Outra pista importante para compreender Palmares está nas palavras. Ganga Zumba, o nome do líder que antecedeu Zumbi, por exemplo. Parece a transliteração de nganga a nzumbi, um título sacerdotal dos KiMbundu de Angola, um homem capaz de lidar com os espíritos. Nzumbi é tanto espírito ancestral como o espírito que não descansou. É desta mesma palavra que vêm os mortos-vivos do vodu haitiano. Os viajantes daquele tempo escreviam as palavras como as ouviam sem muito cuidado. Não conheciam os detalhes das culturas banto, tampouco compreendiam ao certo a estruturas sociais que viam à frente. Descreviam-nas por seus filtros. Assim, é possível que o homem que lhes foi apresentado como Ganga Zumba não tivesse este nome. É possível que tivesse, isto sim, o cargo de nganga a nzumbi. Seu sucessor, portanto, talvez não se chamasse Zumbi. Era, isto sim, o nganga a nzumbi seguinte.

Houve uma rainha ao lado de Ganga Zumba, há relatos a seu respeito, embora não esteja claro se era sua mulher ou sua mãe. A ideia de que fosse uma princesa presa na Batalha de Ambuíla não fecha com a cronologia. A batalha que os portugueses venceram em Mbwila ocorreu em 1665. Não haveria tempo para que Aqualtune presa aparecesse miraculosamente num engenho de Alagoas ou Pernambuco, tivesse Ganga Zumba por filho, ele ficasse adulto e ainda pudesse ser sucedido por Zumbi dos Palmares antes da expedição que arrasou o quilombo, em 1694. Não cabem essas vidas todas em só 29 anos.
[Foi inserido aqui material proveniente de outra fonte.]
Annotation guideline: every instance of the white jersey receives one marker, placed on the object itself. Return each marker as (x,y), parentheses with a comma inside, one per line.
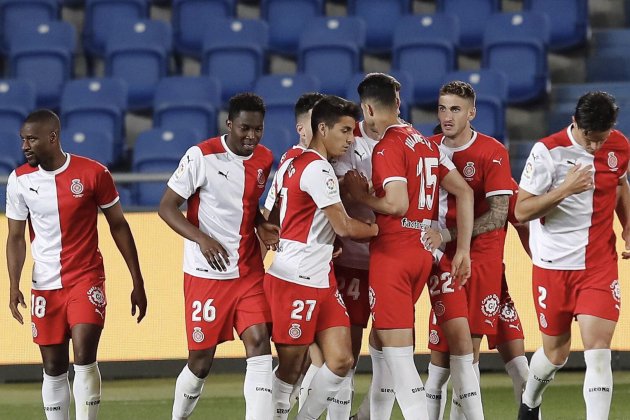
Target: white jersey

Mais misteriosa é a narrativa oficial do Zumbi raptado bebê e criado pelo padre Melo para tornar-se o maior líder militar negro da história colonial. Até 1980, só havia, contados, oito documentos da época de Zumbi que o citavam. Em 1981, o historiador gaúcho Décio Freitas lançou a terceira edição de seu livro Palmares, que é um marco importante. Trazia como novidade duas cartas inéditas, escritas por este padre. Os documentos que revelavam a infância de Zumbi, segundo Freitas, estariam em Portugal, nos confusos arquivos da condessa de Schönborn. Descendente de um burocrata importante do império português, a condessa teria feito cópias dos documentos para o historiador. Freitas é imensamente respeitado. Mas é, também, o único que viu os originais das cartas. Ninguém mais as encontrou naquele acervo. Só temos as transcrições que aparecem em seu livro. Muitos historiadores duvidam que estas cartas misteriosas, que repentinamente revelaram tanto sobre a formação intelectual de Zumbi dos Palmares, tenham realmente existido.

Parecem invenção.

Mas houve Palmares. O quilombo tinha uma cultura sincrética principalmente de origem banto. Inúmeras expedições portuguesas e holandesas tentaram derrubá-lo sem conseguir. Se já existia em tamanho considerável no ano de 1612, é bem provável que sua origem date de uma ou duas décadas antes. Durou, portanto, um século. Não era uma república isolada: fazia comércio com os portugueses pobres das redondezas. Trocava comida por ferramentas e armas. Estava integrado àquela região entre Alagoas e Pernambuco. E Palmares teve alguns líderes, entre eles uma mulher, o último governou por quinze anos até sua queda. Se Zumbi era seu nome ou título, pouco importa. Ele existiu. E resistiu. Mesmo que de forma sincrética, ergueu de fato um ambiente africano no meio do Nordeste.

É muito difícil dar nitidez, trazer fatos que tracem um perfil mínimo de Zumbi dos Palmares. Mas, por tudo que seu quilombo representou, não há ícone melhor para representar o braço negro da civilização brasileira.